- Born: Alfred Airey 25 May 1909 Newcastle-upon-Tyne, England
- Died: 1 October 2000 (aged 91) Leichhardt, Sydney, Australia
- Other name: Jack Blake
- Notable work: Revolution from Within: A Contemporary Theory of Social Change (1971)
- Political party: Communist Party of Australia
- Spouse: Audrey Elsie Blake

= John David Blake =

John David Blake (1909–2000) was a trade union organiser, newspaper editor, and a high ranking personality within the Communist Party of Australia.

== Background ==
He was born on the 5 May 1909 in Newcastle upon Tyne as "Alfred Airey". Later in life he changed his name to "John David Blake" by deed poll, but went more commonly by the name Jack Blake.

He and his family migrate from England to Australia in 1922 where Blake would spend the rest of his life.
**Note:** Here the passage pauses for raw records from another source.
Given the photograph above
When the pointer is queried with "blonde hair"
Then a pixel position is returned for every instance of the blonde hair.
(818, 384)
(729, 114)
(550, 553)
Between 1923 and 1930 he worked in the State coalmine at Lithgow, New South Wales where he was an active trade unionist.

== Activism ==
During the 1930s he was a graduate of the Soviet Union's (USSR) International Lenin School, and travelled extensively across the USSR during the same decade. He was also married to the communist activist and trade unionist Audrey Elsie Boyd (1916–2006), and was also an editor for the communist party newspaper, Workers’ Voice (later renamed Guardian).

In 1940 his house was raised by the Commonwealth Investigation Branch who seized 140 books from his house. In the early 1950s a spy working for the Australian Security and Intelligence Organization, noted that Blake was one of the central figures in the leadership of the Communist Party of Australia.

Later in life he was awarded a research grant which led to the creation of his book Revolution from Within: A Contemporary Theory of Social Change (1971).

== Additional sources ==

- Phillip Deery. The Sickle and the Scythe: Jack Blake and Communist Party ‘Consolidation’, 1949–56. Labour History: A Journal of Labour and Social History. Number 80.